LocalLLaMA

3 readers

1 users here now

Community to discuss about Llama, the family of large language models created by Meta AI.

founded 1 year ago

MODERATORS

communick@poweruser.forum

Why can't we just run local reinforcement learning? (alien.top)

submitted 1 year ago by Revolutionalredstone@alien.top to c/localllama@poweruser.forum

10 comments fedilink hide all child comments

Obviously building a big high dimensional language model is hard yes okay.

But once we have one can't we just jiggle weights and run tests? why can't I just download a program to "evolve" my language model?

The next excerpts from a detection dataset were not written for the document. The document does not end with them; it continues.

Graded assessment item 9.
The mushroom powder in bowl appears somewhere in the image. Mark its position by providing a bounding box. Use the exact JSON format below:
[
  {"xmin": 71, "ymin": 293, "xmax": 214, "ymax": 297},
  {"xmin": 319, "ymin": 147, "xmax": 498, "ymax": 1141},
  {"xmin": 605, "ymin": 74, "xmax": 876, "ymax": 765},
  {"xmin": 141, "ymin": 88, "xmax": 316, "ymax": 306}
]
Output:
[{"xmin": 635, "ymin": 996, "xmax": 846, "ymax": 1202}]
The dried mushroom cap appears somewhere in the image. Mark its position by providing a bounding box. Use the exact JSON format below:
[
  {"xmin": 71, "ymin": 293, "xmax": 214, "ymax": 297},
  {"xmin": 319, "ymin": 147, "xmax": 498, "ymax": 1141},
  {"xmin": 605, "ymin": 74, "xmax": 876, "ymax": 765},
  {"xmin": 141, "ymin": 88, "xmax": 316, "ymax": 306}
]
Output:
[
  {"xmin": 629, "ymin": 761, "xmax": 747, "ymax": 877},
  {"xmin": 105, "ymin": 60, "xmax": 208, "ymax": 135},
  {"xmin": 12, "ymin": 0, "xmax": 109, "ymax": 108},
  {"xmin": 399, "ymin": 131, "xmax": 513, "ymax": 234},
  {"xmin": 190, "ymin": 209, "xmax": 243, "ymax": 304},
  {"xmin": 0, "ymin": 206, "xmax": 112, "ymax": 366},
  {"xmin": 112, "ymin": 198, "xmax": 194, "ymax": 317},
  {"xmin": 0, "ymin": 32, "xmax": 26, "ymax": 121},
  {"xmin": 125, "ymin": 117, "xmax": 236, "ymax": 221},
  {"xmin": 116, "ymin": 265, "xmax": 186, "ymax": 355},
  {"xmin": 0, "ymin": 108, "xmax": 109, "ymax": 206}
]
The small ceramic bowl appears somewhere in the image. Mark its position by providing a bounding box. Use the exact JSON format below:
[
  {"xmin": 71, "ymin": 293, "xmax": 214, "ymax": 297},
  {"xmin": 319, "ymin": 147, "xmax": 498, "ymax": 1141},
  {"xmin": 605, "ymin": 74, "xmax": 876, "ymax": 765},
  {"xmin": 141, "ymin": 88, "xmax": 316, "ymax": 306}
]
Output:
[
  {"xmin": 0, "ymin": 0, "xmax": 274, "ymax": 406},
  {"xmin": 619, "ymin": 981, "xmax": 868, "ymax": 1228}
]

"Am I just stupid and this is just too trivially easy to be a program?"

peace

you are viewing a single comment's thread
view the rest of the comments

[–] ShengrenR@alien.top 1 points 1 year ago (1 children)

There are a few important things here:
1 - You CAN do this. you CAN just go in to the network, modify a random value.. but then how do you evaluate if your change made the network 'better' or 'worse' - you'd have to run just about literally every possibility through that would touch 'that value' that you changed to see how the overall effect was 'better' or 'worse' - this isn't really 'reinforcement learning' though because your modified 'jiggle' is the network change.. RL will look at a string of actions, see if an action was beneficial.. then compute the required changes to that network to take into account that action being 'good' vs 'bad. So, this isn't really a description of what RL is, but it's an interesting idea.. the catch being that it's prohibitively expensive to evaluate what changes are beneficial vs a hindrance.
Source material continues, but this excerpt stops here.